Les trois quarts des prises canadiennes sont exportés, surtout aux États-Unis. Une partie des produits de la mer fait encore le chemin jusqu'en Asie, surtout vers le Japon. «Est-ce que le Japon va acheter autant de hareng en 2009? demande Christian Brun. Rien n'est moins sûr.» Reste le marché canadien, où il y a effectivement place à l'amélioration. Car si la consommation de poisson a légèrement augmenté au Canada, celle des fruits de mer est en diminution depuis 2000. Et pour le poisson, la consommation par habitant est nettement sous les deux portions hebdomadaires recommandées par les professionnels de la santé. «Les gens prennent des capsules d'oméga 3 et oublient de manger du poisson frais, estime Christian Brun, qui croit que la crise économique fera inévitablement diminuer la consommation de poisson. Il faut que les consommateurs pensent à nous quand ils sont à l'épicerie. En plus, on a les meilleurs produits de la mer. «

 

Au Nouveau-Brunswick, la saison du homard a déjà commencé pour une partie des pêcheurs d'hiver. La plupart reprennent plutôt la mer en mars. «Il faudra voir le prix. S'il est sous le seuil de la rentabilité, plusieurs pêcheurs vont se demander s'ils iront en mer ou s'ils vont couper du bois avec leur frère.» Au Québec, la pêche au homard commence fin avril en Gaspésie et début mai aux Î les-de-la- Madeleine. Celle de la crevette et du crabe, un peu plus tôt. Selon Jean-Paul Gagné, président de l'Association de l'industrie de la pêche du Québec, la crevette risque aussi d'être en crise, à moins que son petit sceau «éthique» ne vienne la sauver. Car la crevette québécoise a obtenu en 2008 son accréditation de la Marine Stewardship Council, qui assure qu'elle a été pêchée selon des principes de pêche durable. Si, ici, le sceau est très peu connu du grand public, il commence à être très populaire en Europe. En Grande- Bretagne, certaines épiceries n'acceptent que des fruits de mer qui portent le sceau. Même les McDonald's anglais n'utilisent que du poisson certifié dans leurs sandwichs!

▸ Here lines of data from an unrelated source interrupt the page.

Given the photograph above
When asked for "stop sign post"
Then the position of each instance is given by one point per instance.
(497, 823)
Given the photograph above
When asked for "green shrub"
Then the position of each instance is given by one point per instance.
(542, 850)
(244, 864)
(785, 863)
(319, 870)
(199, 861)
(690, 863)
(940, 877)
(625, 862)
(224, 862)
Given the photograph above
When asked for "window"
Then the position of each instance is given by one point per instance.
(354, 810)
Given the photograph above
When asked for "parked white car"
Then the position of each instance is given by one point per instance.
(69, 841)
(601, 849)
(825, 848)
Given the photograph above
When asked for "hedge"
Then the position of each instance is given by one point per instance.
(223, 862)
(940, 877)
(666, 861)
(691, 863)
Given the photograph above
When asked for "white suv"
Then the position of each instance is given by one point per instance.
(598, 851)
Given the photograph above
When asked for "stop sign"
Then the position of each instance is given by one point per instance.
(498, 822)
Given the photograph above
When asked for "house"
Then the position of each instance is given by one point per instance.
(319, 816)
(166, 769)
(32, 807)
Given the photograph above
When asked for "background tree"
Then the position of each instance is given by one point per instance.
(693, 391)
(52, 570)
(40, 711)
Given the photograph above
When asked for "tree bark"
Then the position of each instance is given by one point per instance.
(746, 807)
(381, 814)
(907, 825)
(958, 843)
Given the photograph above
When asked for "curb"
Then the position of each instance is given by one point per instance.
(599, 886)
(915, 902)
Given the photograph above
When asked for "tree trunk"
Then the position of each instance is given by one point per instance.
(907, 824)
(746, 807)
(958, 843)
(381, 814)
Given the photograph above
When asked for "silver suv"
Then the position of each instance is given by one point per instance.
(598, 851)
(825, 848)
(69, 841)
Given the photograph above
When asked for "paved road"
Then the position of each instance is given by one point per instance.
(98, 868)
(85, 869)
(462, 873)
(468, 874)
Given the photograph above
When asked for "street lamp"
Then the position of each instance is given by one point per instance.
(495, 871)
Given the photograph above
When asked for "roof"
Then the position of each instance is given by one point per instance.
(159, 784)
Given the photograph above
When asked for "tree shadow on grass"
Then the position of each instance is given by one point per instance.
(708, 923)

Il faudrait commencer à aquérir ce réflexe ici aussi, estime Jean- Paul Gagné. Pour relancer l'achat de produits de la mer, l'industrie de la pêche du Québec travaille aussi à mettre en valeur le marché local. Les pêcheurs sont en train de créer des campagnes de promotion audacieuses, pour rappeler que l'achat local existe aussi chez le poissonnier.